There has been growing interest in stories as artifacts that can augment interactive entertainment products, such as video games. This interest in storytelling in interactive entertainment has lead to the development of the notion of the interactive narrative (IN), an approach to interactive entertainment in which a system dynamically responds to the user and adapts the narrative content to his or her actions in the virtual world (Riedl, 2010; Riedl, Stern, Dini, & Alderman, 2008; Rowe, Shores, Mott, & Lester, 2010). Unlike other computer-based storytelling media, an interactive narrative system allows users to intervene and make decisions that directly affect the direction or outcome of the story. It implies that an IN system has to balance the seemingly competing requirements of narrative coherence and perceived user self-agency. The former means the events that occur from interactions among characters, environments and users in a narrative are meaningful and relate to each other, as well as to the outcome. The latter refers to a user’s capability of making meaningful decisions, while immersed in a virtual environment (Paracha & Yoshie, 2010b).

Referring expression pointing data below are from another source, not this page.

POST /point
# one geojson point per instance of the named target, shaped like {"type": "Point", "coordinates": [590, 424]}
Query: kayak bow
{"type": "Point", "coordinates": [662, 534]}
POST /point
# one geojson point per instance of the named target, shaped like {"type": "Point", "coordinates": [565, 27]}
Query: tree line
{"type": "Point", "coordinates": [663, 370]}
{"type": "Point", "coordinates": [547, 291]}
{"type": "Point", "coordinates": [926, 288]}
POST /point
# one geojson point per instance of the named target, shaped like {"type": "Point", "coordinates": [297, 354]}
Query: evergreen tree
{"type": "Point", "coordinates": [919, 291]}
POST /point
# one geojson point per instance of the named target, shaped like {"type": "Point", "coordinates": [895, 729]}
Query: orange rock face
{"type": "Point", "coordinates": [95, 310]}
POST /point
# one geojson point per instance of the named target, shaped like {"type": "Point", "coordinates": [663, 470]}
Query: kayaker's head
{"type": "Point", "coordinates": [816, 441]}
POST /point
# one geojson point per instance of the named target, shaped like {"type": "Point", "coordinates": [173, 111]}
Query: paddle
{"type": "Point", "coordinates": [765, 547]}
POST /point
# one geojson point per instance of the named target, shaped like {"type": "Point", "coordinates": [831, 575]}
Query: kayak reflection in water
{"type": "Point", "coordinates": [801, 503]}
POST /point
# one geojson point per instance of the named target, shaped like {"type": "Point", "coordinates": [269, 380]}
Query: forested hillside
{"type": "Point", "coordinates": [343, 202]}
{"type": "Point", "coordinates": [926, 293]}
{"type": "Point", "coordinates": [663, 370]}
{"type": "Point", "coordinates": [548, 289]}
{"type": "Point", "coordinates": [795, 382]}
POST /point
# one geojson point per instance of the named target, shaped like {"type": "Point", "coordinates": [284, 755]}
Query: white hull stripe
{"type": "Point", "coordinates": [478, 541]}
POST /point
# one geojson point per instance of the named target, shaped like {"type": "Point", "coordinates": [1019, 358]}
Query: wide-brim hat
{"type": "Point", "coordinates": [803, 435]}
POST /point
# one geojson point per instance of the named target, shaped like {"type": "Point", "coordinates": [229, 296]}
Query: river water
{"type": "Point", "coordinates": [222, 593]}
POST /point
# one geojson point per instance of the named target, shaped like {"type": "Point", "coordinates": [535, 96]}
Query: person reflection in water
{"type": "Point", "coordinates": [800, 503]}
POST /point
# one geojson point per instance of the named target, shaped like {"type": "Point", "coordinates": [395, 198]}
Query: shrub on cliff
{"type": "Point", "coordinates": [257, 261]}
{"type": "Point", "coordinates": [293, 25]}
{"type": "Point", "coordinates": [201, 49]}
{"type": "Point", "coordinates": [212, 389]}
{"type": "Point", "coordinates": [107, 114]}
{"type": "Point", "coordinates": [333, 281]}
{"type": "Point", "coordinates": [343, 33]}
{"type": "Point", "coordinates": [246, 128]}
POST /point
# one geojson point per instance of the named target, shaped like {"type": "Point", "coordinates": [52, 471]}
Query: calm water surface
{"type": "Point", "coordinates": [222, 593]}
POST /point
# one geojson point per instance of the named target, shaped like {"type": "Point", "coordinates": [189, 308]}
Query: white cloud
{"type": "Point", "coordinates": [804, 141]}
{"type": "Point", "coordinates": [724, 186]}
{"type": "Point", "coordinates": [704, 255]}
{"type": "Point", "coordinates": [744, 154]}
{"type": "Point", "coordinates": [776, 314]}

Reconciling narrative coherence and user self-agency is nevertheless an open research issue since the existing methods have not matured enough to warrant a balance between the two. The inadequacy of theoretical approaches to authoring interactive stories and the lack of authoring tools have made the interactive narrative medium underutilized (Kriegel & Aylett, 2008). In addition, allowing users to freely interact with the system does not guarantee a meaningful narrative experience. On the contrary, constraining user interactivity produces a system that tells only one and the same story, in which the user quickly loses interest. This is especially true in the classroom context where stories are typically not as appealing to users as they are in video games (Figueiredo, Brisson, Aylett, & Paica, 2008). However, practitioners should be able to bind the scope of the emerging story around a particular educational issue.

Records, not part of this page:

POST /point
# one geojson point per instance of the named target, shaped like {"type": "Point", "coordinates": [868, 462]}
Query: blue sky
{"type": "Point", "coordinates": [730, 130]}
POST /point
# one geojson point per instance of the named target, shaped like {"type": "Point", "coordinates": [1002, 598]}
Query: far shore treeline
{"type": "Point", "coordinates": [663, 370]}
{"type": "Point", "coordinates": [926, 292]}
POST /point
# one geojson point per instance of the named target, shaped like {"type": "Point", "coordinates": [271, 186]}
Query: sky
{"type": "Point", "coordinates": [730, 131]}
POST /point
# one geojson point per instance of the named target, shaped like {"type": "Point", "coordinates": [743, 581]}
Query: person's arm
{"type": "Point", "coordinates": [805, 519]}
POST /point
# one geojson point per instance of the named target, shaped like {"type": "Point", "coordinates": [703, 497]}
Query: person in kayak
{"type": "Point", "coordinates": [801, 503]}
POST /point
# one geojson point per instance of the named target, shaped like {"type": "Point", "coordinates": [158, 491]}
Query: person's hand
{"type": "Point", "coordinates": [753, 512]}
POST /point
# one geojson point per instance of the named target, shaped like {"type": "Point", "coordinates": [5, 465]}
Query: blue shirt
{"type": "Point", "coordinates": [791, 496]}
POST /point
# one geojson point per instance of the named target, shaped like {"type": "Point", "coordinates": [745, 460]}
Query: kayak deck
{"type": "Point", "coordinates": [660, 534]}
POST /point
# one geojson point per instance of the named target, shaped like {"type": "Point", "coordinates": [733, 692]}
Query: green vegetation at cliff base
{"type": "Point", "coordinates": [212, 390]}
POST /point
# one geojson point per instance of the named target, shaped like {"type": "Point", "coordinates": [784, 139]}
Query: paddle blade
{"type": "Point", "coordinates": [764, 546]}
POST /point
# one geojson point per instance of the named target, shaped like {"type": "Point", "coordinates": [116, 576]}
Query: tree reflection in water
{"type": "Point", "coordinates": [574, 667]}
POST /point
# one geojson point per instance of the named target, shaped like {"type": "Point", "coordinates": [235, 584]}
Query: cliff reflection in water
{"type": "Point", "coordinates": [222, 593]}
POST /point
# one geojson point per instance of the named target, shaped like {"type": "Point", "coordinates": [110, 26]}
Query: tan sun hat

One way to tackle this issue is by creating opportunities for improvements in the narrative and incorporating user input through a continuous intervention mechanism. In this regard, the so-called Forum Theatre, developed by the Brazilian dramatist Augusto Boal (1979), offers a relevant technique that both enables an incessant intervention system and balances narrative coherence against audience responses. Boal was interested in using theatre to resolve conflicts, and wanted to enable a greater degree of engagement for the audience. He introduced the character of Joker (i.e., story manager) who facilitated audience interactions and at the same time ensured that the audience would be provided with an overall coherent narrative. Similar interactive dramatic structure, in which advice can be given by intelligent virtual agents (IVAs), has been adopted for the Shimpai Muyou! virtual drama to help Japanese children build anti-bullying and other social skills.